«Ho cercato di trasmettere a mia figlia il senso del rispetto e l’empatia, ma non le ho insegnato a rispondere alle offese. E lei, la mia bambina di 7 anni, non è capace di difendersi dai bulli». È una mamma a parlare con L’Unione Sarda per raccontare il calvario che vive Martina (la chiameremo così, a sua tutela), presa di mira da un compagno di classe, e con un corpo che reagisce in silenzio con i capelli che cadono, a ciocche, di giorno in giorno.

Il senso di colpa della madre è grandissimo: «In cosa ho sbagliato? Avrei dovuto dirle che deve rispondere alle sopraffazioni, alle angherie? Che quando una situazione è difficile dobbiamo andarcene? Non è questo che voglio per lei. Martina deve avere il suo riscatto, deve capire che qualcuno la difende».

Tutto è cominciato qualche mese fa: Martina e Andrea (nome di fantasia) sono amici, giocano spesso insieme in una scuola della provincia di Oristano. Poi uno inizia ad avere atteggiamenti di prevaricazione sull’altra che nel tempo diventano vere e proprie vessazioni: “mi hai rubato una cosa, lo dico alla maestra”, “se non fai questo vado dalla maestra”.

Accuse che nella mente di una bimba diventano pesanti da digerire e Martina non riesce a reagire. «Ama tantissimo le sue maestre e le rispetta, quindi non se la sente di rispondere a tono quando viene sgridata anche se sa benissimo di non aver fatto nulla di quello che le rimproverano».

La famiglia si rivolge a dei professionisti, tra i quali uno psicologo, per aiutare la bambina. Le varie strategie non funzionano, anzi la situazione peggiora. Al mattino, quando è ora di uscire per andare a scuola, Martina sta sempre male. Vengono svolti accertamenti per escludere patologie ma nessuna causa al suo malessere e alla caduta di capelli viene individuata: non è alopecia, non ci sono disfunzioni, non è celiachia, diabete o altro. L’unico motivo a questo stato di cose viene individuato nello stress emotivo.

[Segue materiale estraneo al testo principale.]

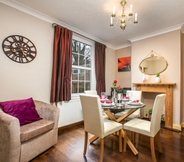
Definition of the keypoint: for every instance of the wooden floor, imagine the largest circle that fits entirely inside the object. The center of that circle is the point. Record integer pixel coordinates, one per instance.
(70, 148)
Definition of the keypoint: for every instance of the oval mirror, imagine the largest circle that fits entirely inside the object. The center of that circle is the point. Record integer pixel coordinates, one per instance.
(153, 65)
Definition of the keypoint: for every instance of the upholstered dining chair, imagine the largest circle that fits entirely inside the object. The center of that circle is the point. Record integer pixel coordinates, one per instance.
(94, 92)
(148, 128)
(135, 95)
(95, 124)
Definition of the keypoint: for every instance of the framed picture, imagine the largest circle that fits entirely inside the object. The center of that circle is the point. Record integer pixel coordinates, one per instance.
(124, 64)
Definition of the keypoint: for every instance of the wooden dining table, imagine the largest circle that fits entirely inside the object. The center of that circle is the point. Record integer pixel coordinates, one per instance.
(111, 109)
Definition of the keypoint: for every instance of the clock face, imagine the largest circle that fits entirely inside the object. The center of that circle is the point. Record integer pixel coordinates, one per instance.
(19, 49)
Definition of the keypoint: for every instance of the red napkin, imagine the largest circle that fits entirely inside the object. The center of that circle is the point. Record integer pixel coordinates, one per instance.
(125, 97)
(107, 101)
(136, 101)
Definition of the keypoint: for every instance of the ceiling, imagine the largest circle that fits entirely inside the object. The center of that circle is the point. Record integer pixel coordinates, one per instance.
(91, 18)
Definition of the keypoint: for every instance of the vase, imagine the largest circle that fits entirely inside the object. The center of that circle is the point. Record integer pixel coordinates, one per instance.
(119, 97)
(144, 78)
(157, 80)
(114, 95)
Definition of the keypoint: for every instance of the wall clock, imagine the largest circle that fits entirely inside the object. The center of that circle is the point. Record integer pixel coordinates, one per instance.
(19, 49)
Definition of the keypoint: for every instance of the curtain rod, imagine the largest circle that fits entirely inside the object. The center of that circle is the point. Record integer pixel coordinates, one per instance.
(54, 24)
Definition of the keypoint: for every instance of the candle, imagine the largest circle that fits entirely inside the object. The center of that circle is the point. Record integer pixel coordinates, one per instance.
(111, 20)
(113, 11)
(131, 9)
(136, 16)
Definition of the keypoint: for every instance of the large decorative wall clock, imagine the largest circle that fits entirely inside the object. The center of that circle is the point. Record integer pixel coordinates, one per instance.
(19, 48)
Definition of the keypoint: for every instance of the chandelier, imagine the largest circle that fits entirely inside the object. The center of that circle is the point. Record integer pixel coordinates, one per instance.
(123, 18)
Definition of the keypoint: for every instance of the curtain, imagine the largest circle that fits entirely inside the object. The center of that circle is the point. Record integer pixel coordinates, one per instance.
(100, 67)
(62, 65)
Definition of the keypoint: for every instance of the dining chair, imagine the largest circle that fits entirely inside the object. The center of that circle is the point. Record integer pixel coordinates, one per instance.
(148, 128)
(94, 92)
(95, 124)
(135, 95)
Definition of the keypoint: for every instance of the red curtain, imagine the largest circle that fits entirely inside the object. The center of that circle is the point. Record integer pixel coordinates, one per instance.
(62, 65)
(100, 67)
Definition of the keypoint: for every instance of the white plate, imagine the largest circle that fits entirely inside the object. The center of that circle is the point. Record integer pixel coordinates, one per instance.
(125, 100)
(135, 103)
(106, 104)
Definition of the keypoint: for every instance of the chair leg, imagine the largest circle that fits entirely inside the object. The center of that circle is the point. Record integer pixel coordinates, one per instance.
(85, 143)
(159, 142)
(125, 140)
(120, 141)
(101, 149)
(152, 149)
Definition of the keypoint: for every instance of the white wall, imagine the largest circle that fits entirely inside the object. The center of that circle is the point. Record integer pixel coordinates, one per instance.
(32, 79)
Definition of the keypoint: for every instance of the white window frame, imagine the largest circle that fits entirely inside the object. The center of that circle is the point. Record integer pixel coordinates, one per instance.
(93, 77)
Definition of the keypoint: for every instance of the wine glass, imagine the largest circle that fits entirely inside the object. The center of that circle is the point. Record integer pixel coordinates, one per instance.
(129, 95)
(103, 96)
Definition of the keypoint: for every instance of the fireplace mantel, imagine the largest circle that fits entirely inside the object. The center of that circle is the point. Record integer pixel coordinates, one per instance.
(166, 88)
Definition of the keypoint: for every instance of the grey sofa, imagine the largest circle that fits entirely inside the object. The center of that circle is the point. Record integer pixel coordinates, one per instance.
(23, 143)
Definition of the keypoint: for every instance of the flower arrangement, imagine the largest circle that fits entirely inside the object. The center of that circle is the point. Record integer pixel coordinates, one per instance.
(158, 75)
(114, 83)
(149, 113)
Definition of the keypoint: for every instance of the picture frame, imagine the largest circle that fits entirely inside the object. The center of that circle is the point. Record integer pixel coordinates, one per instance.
(124, 64)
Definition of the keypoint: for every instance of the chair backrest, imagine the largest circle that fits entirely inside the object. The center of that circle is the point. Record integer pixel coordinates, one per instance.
(136, 95)
(92, 114)
(156, 114)
(93, 92)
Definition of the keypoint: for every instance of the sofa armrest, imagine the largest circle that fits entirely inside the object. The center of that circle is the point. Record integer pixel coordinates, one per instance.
(9, 137)
(47, 111)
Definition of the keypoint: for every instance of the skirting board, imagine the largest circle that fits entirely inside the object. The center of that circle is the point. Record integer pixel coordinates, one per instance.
(176, 126)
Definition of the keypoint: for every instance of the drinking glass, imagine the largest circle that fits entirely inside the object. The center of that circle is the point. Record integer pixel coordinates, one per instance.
(129, 94)
(104, 96)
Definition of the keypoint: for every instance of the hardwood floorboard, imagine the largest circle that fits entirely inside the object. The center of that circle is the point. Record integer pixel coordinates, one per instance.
(69, 148)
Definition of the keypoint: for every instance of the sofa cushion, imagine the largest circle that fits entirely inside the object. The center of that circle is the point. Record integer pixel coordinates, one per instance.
(35, 129)
(24, 110)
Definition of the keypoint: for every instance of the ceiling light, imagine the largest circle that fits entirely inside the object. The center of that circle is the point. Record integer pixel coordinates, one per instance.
(123, 18)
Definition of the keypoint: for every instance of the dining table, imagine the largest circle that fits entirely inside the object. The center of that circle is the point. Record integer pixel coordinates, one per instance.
(112, 108)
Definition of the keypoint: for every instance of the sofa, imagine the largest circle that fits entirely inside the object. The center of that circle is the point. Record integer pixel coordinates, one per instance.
(23, 143)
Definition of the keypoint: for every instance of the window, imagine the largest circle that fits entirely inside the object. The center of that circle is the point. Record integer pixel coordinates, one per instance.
(83, 77)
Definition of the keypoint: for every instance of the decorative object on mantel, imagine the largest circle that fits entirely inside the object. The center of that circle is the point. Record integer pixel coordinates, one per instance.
(166, 88)
(153, 64)
(117, 91)
(123, 18)
(157, 79)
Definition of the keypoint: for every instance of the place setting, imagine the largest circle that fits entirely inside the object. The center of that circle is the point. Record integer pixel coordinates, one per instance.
(104, 100)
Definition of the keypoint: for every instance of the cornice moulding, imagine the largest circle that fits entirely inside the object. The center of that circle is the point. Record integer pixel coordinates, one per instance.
(159, 32)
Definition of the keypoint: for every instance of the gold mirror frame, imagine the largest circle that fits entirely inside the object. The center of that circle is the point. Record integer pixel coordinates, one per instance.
(153, 64)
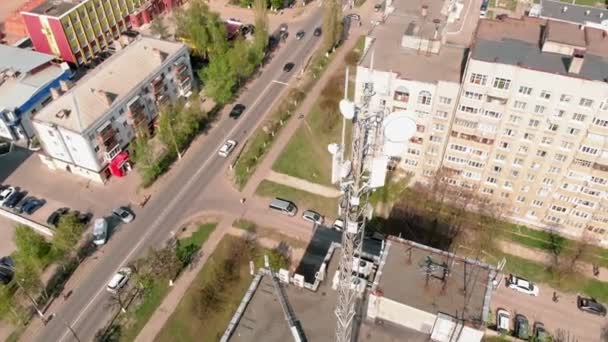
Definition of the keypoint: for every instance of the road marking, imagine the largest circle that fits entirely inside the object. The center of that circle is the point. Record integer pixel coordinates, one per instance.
(163, 214)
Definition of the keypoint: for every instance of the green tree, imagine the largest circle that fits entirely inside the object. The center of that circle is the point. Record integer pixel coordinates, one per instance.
(332, 23)
(67, 235)
(158, 28)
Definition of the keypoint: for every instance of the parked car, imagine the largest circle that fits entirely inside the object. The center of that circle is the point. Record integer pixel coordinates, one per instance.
(123, 214)
(591, 306)
(100, 231)
(31, 205)
(227, 148)
(53, 219)
(503, 321)
(338, 225)
(119, 280)
(6, 193)
(540, 333)
(288, 67)
(312, 216)
(236, 111)
(14, 199)
(522, 285)
(521, 327)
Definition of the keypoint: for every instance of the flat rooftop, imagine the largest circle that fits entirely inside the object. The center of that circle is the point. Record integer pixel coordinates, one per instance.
(516, 42)
(56, 8)
(263, 319)
(435, 280)
(116, 77)
(572, 13)
(407, 20)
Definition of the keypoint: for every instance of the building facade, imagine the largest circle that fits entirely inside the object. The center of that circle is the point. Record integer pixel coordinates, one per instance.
(27, 80)
(523, 123)
(87, 129)
(76, 31)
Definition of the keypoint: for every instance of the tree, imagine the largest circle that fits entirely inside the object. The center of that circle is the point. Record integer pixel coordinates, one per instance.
(68, 234)
(158, 28)
(332, 23)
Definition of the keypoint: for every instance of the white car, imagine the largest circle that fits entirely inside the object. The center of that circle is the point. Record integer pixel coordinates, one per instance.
(522, 285)
(6, 193)
(119, 279)
(312, 216)
(227, 148)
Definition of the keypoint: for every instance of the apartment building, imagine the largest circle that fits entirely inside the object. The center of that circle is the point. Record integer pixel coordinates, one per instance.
(531, 125)
(87, 129)
(418, 69)
(26, 82)
(77, 30)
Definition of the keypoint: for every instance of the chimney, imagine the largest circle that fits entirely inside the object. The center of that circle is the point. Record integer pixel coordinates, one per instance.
(576, 63)
(65, 85)
(103, 95)
(55, 93)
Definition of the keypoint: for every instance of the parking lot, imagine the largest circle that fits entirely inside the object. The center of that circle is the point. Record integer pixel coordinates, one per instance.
(564, 314)
(24, 170)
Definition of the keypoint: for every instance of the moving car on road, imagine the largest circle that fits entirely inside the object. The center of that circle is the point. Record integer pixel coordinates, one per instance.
(288, 67)
(591, 306)
(123, 214)
(236, 111)
(522, 285)
(100, 232)
(521, 327)
(312, 216)
(6, 193)
(503, 321)
(227, 148)
(119, 280)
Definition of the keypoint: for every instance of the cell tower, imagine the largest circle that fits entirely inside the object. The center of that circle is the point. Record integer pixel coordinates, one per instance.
(373, 133)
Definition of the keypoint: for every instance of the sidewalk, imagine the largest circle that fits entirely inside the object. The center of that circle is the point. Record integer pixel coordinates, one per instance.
(302, 184)
(545, 258)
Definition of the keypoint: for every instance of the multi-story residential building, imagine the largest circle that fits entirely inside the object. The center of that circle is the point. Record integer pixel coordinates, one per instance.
(536, 91)
(27, 80)
(77, 30)
(86, 130)
(417, 70)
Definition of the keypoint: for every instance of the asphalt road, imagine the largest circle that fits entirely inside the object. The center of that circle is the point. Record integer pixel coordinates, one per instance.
(86, 310)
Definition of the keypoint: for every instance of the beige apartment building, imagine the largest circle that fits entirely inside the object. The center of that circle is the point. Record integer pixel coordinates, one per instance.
(522, 118)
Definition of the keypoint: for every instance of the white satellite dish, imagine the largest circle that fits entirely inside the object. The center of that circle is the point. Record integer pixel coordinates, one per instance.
(399, 127)
(333, 148)
(347, 108)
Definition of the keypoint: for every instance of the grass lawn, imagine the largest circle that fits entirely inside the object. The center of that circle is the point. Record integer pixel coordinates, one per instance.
(184, 325)
(541, 274)
(304, 200)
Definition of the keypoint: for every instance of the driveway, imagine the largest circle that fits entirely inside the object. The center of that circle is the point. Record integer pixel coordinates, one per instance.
(561, 315)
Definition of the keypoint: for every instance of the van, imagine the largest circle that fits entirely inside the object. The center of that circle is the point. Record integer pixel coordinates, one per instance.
(284, 206)
(100, 231)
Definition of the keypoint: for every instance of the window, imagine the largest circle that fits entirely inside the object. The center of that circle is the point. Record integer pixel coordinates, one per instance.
(445, 100)
(525, 90)
(545, 95)
(424, 98)
(538, 109)
(519, 105)
(585, 102)
(478, 79)
(473, 95)
(501, 83)
(579, 117)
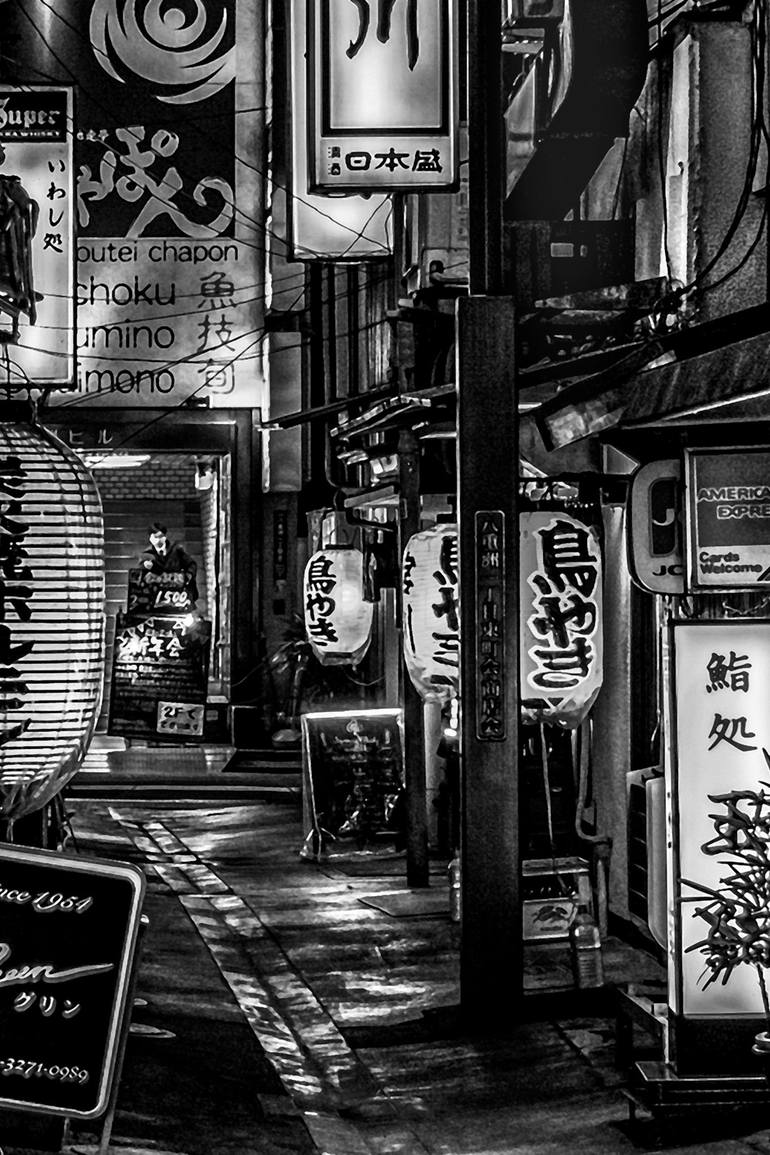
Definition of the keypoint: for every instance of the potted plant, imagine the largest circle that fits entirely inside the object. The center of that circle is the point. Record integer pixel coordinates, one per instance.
(738, 914)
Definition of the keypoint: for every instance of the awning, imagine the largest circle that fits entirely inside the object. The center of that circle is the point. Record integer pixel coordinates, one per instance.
(686, 377)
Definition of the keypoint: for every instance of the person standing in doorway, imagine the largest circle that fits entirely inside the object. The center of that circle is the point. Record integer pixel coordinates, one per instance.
(164, 557)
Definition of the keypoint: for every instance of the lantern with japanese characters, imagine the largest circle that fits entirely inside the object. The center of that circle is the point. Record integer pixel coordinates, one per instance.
(560, 628)
(337, 619)
(51, 615)
(431, 612)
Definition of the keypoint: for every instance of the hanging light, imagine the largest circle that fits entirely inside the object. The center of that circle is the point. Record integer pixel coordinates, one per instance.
(51, 613)
(431, 612)
(560, 627)
(337, 619)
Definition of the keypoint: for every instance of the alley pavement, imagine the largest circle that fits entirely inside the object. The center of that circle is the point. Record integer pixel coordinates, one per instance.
(284, 1006)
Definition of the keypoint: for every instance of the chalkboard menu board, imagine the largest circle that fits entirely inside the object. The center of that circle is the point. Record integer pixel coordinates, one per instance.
(150, 593)
(159, 677)
(353, 776)
(68, 930)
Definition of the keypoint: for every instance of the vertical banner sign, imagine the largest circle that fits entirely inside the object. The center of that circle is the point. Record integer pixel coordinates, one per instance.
(69, 931)
(560, 651)
(383, 95)
(37, 225)
(727, 518)
(720, 816)
(170, 243)
(490, 609)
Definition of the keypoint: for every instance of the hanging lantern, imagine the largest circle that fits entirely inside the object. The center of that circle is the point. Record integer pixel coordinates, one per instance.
(337, 619)
(431, 612)
(51, 615)
(560, 653)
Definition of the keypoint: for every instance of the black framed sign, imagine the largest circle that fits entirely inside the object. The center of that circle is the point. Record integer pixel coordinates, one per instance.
(68, 931)
(727, 501)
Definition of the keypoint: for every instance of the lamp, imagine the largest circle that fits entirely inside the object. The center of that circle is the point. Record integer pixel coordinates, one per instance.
(51, 612)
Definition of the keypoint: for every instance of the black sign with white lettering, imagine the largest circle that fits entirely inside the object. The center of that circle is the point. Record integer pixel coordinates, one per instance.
(68, 930)
(159, 677)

La bambina continua a studiare, con ottimi risultati, ma l’ansia non l’abbandona Quando, finite le lezioni, torna a casa sembra sollevata: «Dopo aver vissuto l’ennesima giornata emotivamente pesante ha bisogno di qualche ora per rimuginare e poi ci racconta cos’è successo. Non voglio condannare nessuno, ma sono sola contro tutti e guardo mia figlia e la sua sofferenza, guardo quei capelli che cadono – siamo già al 70 per cento -, mentre lei, sempre coraggiosa, accetta quello che accade e va avanti. Non riesce a cercare un senso di giustizia, ha un livello di empatia tale che non vuole che un altro bambino venga punito. Voglio che si parli di questo fenomeno, che non si registra solo tra adolescenti e giovani, il bullismo alberga anche in altre fasce di età. E mentre nelle scuole secondarie ci sono progetti di sensibilizzazione, in quelle primarie il nulla o quasi».   

Cambiare classe o scuola? «Non è una soluzione, non gioverà al suo malessere. Così come non serve che qualcuno dica a Martina “ti devi difendere”, vogliamo insegnare ai nostri figli che è giusto avere un atteggiamento di questo tipo? La scuola dovrebbe essere un luogo sicuro, protetto». 

«Mi chiedo ancora: se ci fosse stata più informazione, se avessi preso prima il coraggio di raccontare a tutti quello che stava succedendo, avrei potuto aiutare mia figlia? Lei dimostra tanta forza, non piange, accetta questa situazione con molto coraggio. Vede i capelli che restano sulla spazzola e dice: “Ormai stanno cadendo, non so perché, ma rimarrò senza. Vorrà dire che li taglierò come i soldati così poi ricresceranno più forti». Sono io che invece piango, e ho deciso di parlare perché non succeda mai più tutto questo a nessun altro bambino, a nessun’altra mamma, a nessun’altra famiglia. Ho fiducia nel fatto che Martina ce la farà e uscirà da questa brutta storia che comunque le lascerà un segno profondo».

In tanti, di fronte a vicende come questa, quando il finale è drammatico e le vittime delle angherie compiono gesti estremi, chiedono: “E i genitori dov’erano?”. «Eccomi, io sono qui, adesso, come sempre finora e come sempre in futuro. Ma sono sola, chi fa qualcosa di concreto per mia figlia?».

Dai colloqui con le insegnanti finora non si è arrivati ad alcun risultato, anche se domani ci sarà un nuovo incontro con i dirigenti e forse emergerà qualche proposta.